The crimes of national pride
Besides its more obvious uses, war is of service to the elite in that it obscures the alignment of interests—across all national, cultural, religious and language divides—between all those who would use only non-violent, voluntary means in their relations with others, writes David D’Amato
‘THAILAND and Cambodia have’, according to BBC News, ‘reached a ceasefire after a week of fighting along a disputed border .... Both countries said the truce was struck following talks between the two militaries.’ The border between the two countries has been contested for years, and ‘nationalist sentiment’ has continued to give rise to intermittent violence. In the past, elections have enkindled the ongoing, if sometimes dormant, dispute, and the latest skirmish comes with elections looming in Thailand.
The language of statism has a remarkable capacity for transforming a turf war between two gangs of thugs into an all-embracing conflict between two nations. The notion that the disputed land ‘belongs’ to either state, that a government could possess rights in any legitimate sense, reveals the derisible assumption underlying the power of all ruling classes.
Because the state is simply systemised aggression, it cannot so much as exist without violating rights. Any claim of right it asserts, then, is an invasion, a trespass against true freedom, and —in the case of land—a theft. Through confrontations like the one between Thailand and Cambodia, crimes are ennobled as matters of national pride.
Politics is necessarily and inevitably divisive. Since political solutions are, perforce, coercive, they are not solutions at all, merely subjecting some to the will of others in violation of the latter group’s autonomy. The common man, the worker who goes about his life peacefully, producing and trading to fill his needs, should not at all identify his interests with those of his government. Appeals to patriotism are the gilding used by the political class to garner popular support for conflicts for power, stemming from power, with no mind to the woes of the productive class.
Rather than a specific implication of the same sort of pride one feels with regard to one’s familial group or community, patriotism stands opposed to the kinds of friendly ties that bind human beings. It asks the Cambodians and the Thai to hate one another because they stand on the opposite side of a line on a map, one that has been drawn arbitrarily by members of a ruling class that have no interest but to plunder the societies that exists within their own borders.

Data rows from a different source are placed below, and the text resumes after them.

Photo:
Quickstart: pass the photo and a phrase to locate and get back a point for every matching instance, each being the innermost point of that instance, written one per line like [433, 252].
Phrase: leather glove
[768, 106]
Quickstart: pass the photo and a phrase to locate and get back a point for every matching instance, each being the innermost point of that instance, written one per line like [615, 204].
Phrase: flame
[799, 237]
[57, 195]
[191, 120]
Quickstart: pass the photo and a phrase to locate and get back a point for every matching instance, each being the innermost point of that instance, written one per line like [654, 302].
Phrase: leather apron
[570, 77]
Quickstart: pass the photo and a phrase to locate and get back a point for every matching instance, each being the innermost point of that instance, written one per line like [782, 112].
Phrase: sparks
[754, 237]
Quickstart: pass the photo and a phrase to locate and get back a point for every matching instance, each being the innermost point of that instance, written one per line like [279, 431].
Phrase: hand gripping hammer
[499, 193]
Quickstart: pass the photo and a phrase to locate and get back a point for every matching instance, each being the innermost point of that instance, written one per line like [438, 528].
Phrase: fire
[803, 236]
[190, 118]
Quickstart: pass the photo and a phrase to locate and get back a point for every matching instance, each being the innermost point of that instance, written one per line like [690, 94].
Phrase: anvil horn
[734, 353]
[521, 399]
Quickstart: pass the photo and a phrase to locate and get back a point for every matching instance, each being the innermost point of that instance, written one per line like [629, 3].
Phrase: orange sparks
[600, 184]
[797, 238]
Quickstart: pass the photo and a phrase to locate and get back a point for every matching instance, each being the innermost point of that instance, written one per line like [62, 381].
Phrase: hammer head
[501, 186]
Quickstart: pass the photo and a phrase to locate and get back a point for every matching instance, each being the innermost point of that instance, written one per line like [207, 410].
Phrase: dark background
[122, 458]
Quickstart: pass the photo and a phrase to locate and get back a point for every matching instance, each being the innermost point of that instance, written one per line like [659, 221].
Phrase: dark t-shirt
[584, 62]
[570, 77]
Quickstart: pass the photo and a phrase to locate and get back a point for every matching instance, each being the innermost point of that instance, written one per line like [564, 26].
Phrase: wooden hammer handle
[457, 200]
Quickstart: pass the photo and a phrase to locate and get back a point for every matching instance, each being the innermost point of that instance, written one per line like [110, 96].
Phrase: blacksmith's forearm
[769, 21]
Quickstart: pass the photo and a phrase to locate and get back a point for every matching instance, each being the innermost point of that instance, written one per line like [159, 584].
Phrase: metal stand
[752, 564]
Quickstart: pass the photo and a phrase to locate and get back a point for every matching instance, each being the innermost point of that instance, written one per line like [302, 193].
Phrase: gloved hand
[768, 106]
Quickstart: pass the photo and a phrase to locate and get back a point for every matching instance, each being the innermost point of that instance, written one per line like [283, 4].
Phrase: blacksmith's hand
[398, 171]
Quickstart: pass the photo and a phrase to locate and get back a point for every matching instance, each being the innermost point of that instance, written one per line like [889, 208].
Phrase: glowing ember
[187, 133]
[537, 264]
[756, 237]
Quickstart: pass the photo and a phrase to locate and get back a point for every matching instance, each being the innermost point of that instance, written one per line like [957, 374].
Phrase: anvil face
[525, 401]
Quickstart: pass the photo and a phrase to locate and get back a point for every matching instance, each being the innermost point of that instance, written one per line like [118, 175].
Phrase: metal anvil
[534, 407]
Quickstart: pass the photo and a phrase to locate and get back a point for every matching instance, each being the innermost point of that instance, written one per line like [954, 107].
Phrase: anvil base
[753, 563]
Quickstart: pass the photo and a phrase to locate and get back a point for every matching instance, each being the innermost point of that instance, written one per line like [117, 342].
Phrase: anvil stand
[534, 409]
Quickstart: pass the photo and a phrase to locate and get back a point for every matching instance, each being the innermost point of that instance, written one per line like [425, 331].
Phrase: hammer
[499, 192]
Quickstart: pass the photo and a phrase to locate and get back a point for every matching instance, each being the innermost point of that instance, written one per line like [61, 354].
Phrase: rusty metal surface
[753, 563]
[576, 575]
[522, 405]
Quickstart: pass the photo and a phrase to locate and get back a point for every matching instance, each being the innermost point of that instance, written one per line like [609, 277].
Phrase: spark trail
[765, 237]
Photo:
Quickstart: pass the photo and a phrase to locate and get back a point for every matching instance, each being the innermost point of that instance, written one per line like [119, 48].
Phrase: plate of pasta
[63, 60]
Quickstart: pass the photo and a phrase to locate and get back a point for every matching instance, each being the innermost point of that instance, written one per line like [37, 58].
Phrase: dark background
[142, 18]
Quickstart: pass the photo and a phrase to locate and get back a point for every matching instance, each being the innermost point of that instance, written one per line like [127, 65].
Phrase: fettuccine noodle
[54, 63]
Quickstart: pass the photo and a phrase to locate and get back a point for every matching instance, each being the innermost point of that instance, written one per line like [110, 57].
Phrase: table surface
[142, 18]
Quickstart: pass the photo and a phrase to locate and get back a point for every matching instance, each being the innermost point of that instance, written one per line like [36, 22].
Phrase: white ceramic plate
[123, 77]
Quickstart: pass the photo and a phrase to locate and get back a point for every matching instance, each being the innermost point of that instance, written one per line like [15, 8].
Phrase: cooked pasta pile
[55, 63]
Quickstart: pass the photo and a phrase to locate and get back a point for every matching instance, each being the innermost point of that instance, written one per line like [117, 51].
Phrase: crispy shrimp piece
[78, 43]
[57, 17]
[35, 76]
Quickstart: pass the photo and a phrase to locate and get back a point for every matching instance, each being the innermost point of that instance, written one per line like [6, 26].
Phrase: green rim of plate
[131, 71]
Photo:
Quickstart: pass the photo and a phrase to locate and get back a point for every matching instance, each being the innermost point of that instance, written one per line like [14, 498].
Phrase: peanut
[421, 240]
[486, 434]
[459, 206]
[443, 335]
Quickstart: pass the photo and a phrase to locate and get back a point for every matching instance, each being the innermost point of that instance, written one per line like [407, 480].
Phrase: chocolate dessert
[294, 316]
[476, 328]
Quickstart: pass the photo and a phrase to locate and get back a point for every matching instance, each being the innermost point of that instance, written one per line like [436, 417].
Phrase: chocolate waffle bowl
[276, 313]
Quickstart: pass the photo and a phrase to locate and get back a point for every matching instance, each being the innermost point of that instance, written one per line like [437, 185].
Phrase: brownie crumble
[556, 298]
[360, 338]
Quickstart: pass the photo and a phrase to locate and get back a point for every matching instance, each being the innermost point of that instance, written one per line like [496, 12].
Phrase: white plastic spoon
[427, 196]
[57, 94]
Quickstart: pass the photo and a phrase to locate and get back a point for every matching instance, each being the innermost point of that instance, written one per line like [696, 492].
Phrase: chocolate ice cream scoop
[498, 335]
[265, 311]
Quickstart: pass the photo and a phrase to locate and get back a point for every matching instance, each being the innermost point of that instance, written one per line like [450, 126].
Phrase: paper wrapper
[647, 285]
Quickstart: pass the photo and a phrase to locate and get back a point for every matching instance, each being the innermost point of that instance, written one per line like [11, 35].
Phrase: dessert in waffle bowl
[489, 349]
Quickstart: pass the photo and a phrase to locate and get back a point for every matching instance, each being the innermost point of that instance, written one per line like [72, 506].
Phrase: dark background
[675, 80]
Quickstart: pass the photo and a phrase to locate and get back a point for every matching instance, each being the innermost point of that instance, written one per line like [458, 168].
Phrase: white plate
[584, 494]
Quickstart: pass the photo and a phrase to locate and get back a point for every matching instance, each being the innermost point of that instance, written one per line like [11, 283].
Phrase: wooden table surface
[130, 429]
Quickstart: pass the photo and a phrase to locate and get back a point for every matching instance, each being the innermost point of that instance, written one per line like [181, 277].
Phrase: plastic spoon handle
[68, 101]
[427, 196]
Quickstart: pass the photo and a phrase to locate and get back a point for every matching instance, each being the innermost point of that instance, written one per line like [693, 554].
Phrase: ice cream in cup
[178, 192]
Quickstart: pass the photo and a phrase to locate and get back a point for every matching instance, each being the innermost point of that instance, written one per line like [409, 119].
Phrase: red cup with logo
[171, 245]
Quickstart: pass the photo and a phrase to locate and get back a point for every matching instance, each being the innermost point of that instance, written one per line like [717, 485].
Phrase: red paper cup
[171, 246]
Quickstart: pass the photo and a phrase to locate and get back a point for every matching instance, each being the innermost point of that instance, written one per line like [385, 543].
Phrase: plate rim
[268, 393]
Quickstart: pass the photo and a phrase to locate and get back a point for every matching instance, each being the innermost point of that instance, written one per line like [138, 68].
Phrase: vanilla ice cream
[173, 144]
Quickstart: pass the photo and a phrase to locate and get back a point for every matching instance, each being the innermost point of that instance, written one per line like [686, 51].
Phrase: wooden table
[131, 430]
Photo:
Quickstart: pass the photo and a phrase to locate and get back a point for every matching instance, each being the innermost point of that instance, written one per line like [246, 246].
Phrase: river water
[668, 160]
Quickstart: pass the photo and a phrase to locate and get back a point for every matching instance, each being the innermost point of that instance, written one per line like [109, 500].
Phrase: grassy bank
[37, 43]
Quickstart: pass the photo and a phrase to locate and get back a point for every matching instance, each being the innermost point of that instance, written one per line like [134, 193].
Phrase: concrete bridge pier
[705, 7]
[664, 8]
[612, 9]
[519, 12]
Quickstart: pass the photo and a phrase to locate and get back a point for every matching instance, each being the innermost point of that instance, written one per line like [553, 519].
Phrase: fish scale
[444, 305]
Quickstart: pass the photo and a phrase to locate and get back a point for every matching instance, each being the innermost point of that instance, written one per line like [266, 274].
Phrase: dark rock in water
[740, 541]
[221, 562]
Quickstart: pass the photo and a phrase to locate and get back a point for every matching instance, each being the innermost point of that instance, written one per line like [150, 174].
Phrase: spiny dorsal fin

Besides its more obvious uses, war is of service to the elite in that it obscures the alignment of interests—across all national, cultural, religious and language divides—between all those who would use only nonviolent, voluntary means in their relations with others. Market anarchism, in advocating mutual respect for individuals’ rights and consensual exchange, does not prescribe a fixed or predetermined vision for society without the vulturine impositions of the state.
It asks only that the ruling class be forbidden from using the artifices of the legal structure, ultimately enforced at the point of a gun, to gain from the constructive achievements of others. Renouncing the hope that the state ‘could be made an instrument in the hands of the oppressed to alleviate their sufferings,’ Lucy Parsons understood that governments are always a vehicle for ‘the machinations of the scheming few.’ And those few do not stand in for the people of Thailand or Cambodia, for the land itself, for separate individuals, or for society at large.
The absurd nationalism at the heart of the Cambodia-Thailand clash, a needless waste of life for the elevation of governments—not people—displays the vile reality of statism. Thailand and Cambodia alike would be better off without their respective states, without a few malefactors exploiting people who could get along just fine without them.